12 Concerti Op.4 La Stravaganza Concert12 Concerti Op.4 La Stravaganza Concert

久々のCDネタ。

以前も申し上げたかもしれないが、書くことを忌避しているわけではなくずっと書いてないのはキーボード付のPCに触る機会がほとんどなくなったからであります。今日はたまたま膝の上にノートPCがあるから書いてみる(本当は仕事上の課題を書き留めなくてはと思って持ち出したんだけど・・・)。

このCDを店頭で見かけたとき、過去録音の再発だなと思わずスルーしそうになった。Virginのいかにも古そうなデザインセンスだったからね。録音は2008年の正真正銘新譜。

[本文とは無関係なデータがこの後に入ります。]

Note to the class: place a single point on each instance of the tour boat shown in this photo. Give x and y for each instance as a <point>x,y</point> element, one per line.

これはたしかにエウローパ・ガランテらしいワイワイガヤガヤした演奏なのだが、エルコレ以降録音条件がよくなったみたいで昔のようなドライでとげとげしいイメージもなくて、適度に湿度があってカラフルに繁茂した楽園風景を見せてくれる。

ストラヴァガンツァはヴィヴァルディの中ではかなり自由な作風な気がしますが、ビオンディのソロはなんというかな。。。とてもカプリッチョ的な風情が魅力的なのである。あたかもソロの譜面は真っ白で、その場のインスピレーションだけで音を埋め尽くした感すらある。モダンでエッジの効いたカルミニョーラはいつも驚異的だと思うんだけど、出てくる音符はなんとなくあらかじめ決められたもののように感じられるから。

この曲集は長らくポッジャーのばかりを聴いて過ごしてきたんですが、思いもよらず心地よいカウンターパンチを食らった気分ですねぇ。